The University of Southern California’s Annenberg School for Communications recently published the fifth annual edition of its highly authoritative Public Relations Generally Accepted Practices Study, and concluded there is a sharp correlation between where the PR function reports within organizations and its adherence to best practices. The higher up the organizational chart the PR function reported, the better that organization and its PR performed against the 13 best practices the study’s authors identified.
For example, the study said, organizations where the PR function “reported to the C-suite were more likely to utilize a combination of evaluation metrics,” including those yardsticks most valued by executives such as contribution to market share, profitability and sales. “However,” the study continued, “Organizations that reported to marketing were more likely to use only the total number of clips and total number of clips in top tier media” as their evaluative metrics.

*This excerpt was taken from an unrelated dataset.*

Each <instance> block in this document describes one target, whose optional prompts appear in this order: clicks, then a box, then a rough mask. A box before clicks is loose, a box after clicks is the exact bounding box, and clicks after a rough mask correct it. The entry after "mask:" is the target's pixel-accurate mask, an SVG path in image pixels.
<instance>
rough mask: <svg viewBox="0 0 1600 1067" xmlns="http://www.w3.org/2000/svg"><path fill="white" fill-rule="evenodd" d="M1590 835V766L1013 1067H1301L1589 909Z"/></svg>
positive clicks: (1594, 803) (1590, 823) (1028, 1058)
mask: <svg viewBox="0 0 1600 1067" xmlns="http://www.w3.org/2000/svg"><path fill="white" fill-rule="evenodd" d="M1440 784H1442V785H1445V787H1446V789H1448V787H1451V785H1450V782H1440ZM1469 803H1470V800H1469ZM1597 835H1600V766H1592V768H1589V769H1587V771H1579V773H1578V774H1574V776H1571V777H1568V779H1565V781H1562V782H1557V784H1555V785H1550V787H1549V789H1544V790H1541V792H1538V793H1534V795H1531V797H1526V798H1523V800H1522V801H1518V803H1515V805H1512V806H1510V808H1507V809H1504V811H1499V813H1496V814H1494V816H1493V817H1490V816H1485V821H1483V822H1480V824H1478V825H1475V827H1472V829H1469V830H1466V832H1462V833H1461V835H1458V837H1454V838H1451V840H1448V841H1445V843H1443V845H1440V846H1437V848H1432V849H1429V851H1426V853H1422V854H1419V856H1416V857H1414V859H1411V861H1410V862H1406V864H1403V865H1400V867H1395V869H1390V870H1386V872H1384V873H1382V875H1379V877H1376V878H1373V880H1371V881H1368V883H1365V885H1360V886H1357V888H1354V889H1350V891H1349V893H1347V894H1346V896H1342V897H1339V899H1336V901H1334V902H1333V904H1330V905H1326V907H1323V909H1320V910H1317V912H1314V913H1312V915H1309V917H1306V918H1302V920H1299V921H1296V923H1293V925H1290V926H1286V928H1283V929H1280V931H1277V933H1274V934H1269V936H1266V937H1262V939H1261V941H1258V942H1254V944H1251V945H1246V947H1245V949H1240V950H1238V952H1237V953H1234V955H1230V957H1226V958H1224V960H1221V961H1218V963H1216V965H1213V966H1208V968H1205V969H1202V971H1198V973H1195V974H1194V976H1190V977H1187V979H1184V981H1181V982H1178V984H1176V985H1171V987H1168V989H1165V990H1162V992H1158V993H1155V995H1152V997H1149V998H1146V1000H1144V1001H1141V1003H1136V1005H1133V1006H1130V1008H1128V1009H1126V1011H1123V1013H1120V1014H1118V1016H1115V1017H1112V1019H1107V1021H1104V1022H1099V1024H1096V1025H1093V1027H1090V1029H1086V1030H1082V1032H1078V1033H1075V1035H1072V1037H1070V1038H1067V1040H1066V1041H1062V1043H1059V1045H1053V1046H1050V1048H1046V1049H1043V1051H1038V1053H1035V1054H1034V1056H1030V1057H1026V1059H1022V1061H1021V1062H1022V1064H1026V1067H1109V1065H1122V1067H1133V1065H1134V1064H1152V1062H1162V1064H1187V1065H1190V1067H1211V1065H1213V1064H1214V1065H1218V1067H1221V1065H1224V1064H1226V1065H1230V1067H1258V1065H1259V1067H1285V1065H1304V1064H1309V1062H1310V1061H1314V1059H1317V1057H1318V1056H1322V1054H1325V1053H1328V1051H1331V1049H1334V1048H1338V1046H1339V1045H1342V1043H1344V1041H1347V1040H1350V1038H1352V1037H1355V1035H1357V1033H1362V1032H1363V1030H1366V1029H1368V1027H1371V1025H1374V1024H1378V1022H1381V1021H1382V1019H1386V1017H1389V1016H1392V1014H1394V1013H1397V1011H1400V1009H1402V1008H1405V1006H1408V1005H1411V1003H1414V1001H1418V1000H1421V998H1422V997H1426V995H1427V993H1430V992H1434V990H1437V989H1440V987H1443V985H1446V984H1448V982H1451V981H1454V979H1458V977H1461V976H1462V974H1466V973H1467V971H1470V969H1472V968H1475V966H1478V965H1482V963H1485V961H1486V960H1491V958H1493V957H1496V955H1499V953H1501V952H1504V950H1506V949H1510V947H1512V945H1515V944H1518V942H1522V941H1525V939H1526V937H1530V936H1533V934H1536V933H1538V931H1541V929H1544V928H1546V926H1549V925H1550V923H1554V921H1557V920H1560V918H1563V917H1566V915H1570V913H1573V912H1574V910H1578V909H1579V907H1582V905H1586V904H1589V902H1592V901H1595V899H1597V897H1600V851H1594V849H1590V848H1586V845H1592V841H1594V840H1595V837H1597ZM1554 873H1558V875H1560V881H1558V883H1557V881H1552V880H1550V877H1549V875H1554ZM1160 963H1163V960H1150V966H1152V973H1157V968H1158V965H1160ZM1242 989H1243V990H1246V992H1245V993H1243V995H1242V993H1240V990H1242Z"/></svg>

There were many other correlations but a generalization could be made that the higher the PR function reported, the more it was valued, the greater support the PR professionals felt they received, and the better the organization itself performed on questions such as ethical conduct and social responsibility.
Fortunately, the trend towards having PR report to the C-suite is gaining a firm hold, with 64% of the study’s respondents reporting that was the case in their organizations. In 23% of the cases, PR reported to marketing, while the balance reported to human resources, legal, finance and strategic planning.
I have always insisted that PR should report to the highest rung on the organizational ladder and for my entire communications career, I have been a strong advocate of bringing real and meaningful evaluative criteria to PR, a function that for too long has resisted measurement and been allowed to do so. I don’t know what is cause and what it effect in the USC study but it surprises not in the least to learn that there is such a sharp correlation on these indices. A PR practitioner who insists on reporting to her or his most senior executives AND is armed with the strategic vision and evaluative framework necessary to have those executives fully understand, buy into and support the function, is the PR practitioner who will create genuine and quantifiable value with that organization.
So, I ask again, to whom does your PR function report? And what does it mean for your organization if it doesn’t report to top brass?